Depictions of obsessive compulsive disorder (OCD) in entertainment are familiar: Someone methodically soaps up and rinses off their hands four times, or has to open and close a door seven times before leaving a room. They’re particular about their forks and chairs, and establish precise routines from which they can’t bear to deviate.
These rituals reflect compulsions, the behavioral component of the disorder marked by an unyielding and irrational need to perform certain actions, typically in repetition. The obsessions that comprise the mental part of the disorder are less ripe for on-screen dramatization, but no less debilitating. In fact, it’s often hard to tell whether the mental or behavioral aspect, or both, account for problems associated with OCD. Case in point: disturbed sleeping.
Sleeping issues are actually not considered a core feature of OCD. Still, sufferers frequently complain that they can’t sleep, which has prompted an uptick in research on the connection between insomnia and OCD. Resulting studies have consistently shown OCD sufferers as having higher-than-normal rates of insomnia, among other sleep issues, such as delayed sleep phase disorder.
Research differs as to which aspect of OCD primarily hampers the process of falling and staying asleep. The disorder is complex to begin with, and people with OCD frequently have a secondary diagnosis of depression — a condition that, as Van Winkle’s has reported, already has a fraught relationship with rest.

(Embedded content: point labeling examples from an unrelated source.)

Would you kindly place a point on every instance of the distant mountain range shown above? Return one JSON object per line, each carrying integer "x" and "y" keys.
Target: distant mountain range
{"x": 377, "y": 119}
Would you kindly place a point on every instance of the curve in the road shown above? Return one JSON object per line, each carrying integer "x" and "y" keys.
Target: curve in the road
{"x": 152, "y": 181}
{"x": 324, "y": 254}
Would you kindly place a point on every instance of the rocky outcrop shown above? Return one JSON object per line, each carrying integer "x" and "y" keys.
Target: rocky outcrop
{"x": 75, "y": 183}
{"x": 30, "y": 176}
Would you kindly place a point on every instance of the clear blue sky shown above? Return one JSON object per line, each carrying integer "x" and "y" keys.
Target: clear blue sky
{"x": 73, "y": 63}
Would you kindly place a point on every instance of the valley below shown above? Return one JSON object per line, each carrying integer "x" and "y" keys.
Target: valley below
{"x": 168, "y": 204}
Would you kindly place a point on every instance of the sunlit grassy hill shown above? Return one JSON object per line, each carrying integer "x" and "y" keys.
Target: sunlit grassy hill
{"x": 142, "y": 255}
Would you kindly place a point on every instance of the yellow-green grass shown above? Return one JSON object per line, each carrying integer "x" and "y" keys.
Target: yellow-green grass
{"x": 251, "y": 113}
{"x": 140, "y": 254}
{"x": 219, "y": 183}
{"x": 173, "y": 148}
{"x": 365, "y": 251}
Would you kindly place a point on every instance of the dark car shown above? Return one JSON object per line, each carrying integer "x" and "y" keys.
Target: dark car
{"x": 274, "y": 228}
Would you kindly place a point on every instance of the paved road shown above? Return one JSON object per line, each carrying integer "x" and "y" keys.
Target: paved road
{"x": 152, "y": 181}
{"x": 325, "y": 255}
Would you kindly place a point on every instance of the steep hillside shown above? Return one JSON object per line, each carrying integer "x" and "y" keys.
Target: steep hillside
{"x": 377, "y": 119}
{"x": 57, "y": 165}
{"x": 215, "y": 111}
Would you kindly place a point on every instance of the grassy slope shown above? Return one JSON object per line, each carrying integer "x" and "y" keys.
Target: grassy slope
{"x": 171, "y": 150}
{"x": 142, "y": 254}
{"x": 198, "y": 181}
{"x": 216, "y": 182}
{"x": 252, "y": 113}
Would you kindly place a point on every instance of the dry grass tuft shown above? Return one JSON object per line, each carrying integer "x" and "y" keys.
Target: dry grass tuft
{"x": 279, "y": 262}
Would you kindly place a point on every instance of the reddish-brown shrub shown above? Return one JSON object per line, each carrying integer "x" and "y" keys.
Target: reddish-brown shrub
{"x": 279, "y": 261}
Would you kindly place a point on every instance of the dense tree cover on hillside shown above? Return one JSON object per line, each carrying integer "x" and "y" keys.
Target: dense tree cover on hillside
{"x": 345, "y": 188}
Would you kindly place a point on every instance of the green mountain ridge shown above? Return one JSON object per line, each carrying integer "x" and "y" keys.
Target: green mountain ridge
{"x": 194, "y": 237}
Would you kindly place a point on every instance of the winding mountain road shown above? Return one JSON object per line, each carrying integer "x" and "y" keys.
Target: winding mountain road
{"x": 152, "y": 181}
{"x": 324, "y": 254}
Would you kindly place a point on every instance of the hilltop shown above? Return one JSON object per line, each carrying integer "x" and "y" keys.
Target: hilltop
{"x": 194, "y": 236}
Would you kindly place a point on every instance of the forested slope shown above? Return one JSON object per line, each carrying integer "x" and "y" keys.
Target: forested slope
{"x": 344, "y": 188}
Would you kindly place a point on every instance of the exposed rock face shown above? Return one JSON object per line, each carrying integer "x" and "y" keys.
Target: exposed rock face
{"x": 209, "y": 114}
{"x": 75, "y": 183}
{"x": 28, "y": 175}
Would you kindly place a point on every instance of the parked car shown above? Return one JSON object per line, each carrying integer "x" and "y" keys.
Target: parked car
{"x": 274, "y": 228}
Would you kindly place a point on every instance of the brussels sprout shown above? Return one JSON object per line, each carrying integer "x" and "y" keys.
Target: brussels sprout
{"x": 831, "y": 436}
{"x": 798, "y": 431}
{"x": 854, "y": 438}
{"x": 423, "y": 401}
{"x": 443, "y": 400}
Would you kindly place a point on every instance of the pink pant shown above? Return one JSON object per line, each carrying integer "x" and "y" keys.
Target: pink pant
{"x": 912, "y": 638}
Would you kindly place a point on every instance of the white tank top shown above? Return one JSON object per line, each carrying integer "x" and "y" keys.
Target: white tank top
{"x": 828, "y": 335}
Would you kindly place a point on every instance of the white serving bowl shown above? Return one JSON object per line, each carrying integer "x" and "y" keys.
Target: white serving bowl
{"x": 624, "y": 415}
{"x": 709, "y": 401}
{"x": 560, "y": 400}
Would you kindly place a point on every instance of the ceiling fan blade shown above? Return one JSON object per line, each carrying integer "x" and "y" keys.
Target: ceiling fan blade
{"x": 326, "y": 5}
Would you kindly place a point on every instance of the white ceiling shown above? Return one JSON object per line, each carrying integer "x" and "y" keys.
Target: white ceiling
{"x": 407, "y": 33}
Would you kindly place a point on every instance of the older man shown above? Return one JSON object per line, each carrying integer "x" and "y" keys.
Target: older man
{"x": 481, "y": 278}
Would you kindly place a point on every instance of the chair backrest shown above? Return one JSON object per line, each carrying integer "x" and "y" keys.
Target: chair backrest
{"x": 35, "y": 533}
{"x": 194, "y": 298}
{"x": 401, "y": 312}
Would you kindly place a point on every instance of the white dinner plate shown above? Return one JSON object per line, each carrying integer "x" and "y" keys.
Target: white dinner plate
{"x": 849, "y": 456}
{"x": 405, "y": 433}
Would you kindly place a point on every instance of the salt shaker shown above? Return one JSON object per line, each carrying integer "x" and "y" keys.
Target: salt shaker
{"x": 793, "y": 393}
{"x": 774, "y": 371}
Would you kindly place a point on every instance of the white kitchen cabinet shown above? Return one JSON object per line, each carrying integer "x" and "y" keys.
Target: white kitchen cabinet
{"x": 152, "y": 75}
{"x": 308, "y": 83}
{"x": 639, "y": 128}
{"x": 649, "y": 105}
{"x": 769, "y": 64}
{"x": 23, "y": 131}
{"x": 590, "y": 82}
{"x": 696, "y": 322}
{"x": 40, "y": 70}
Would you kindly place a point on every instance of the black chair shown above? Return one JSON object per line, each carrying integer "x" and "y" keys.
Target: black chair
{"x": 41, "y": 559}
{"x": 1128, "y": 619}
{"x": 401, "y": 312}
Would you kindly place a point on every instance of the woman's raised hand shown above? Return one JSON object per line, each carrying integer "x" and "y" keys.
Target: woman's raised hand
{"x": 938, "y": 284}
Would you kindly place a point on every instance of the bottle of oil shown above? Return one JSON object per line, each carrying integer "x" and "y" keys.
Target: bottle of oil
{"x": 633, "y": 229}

One study, published in the Journal of Psychiatric Research in 2014, implicated obsessions as the likely culprit behind disturbed sleep. Based on patients’ self-reported assessments, researchers found a link between insomnia symptoms and obsessive thoughts, but not compulsive behavior.
Then again, in a 2011 study on pediatric OCD, researchers found a strong correlation between insufficient sleep and severe compulsive behavior. While kids with OCD sometimes only exhibit compulsions (without the obsessions), the study reflected children with both the mental and behavioral symptoms.
Some researchers say it’s prohibitively difficult at this point to parse co-existing depression and OCD in attempts to flesh out the roots of sleeping issues. Others, however, essentially say they’ve eliminated depression from the equation and still found a strong OCD-insomnia connection.
Clashing findings aside, one conclusion remains consistent across the research: We need more of it.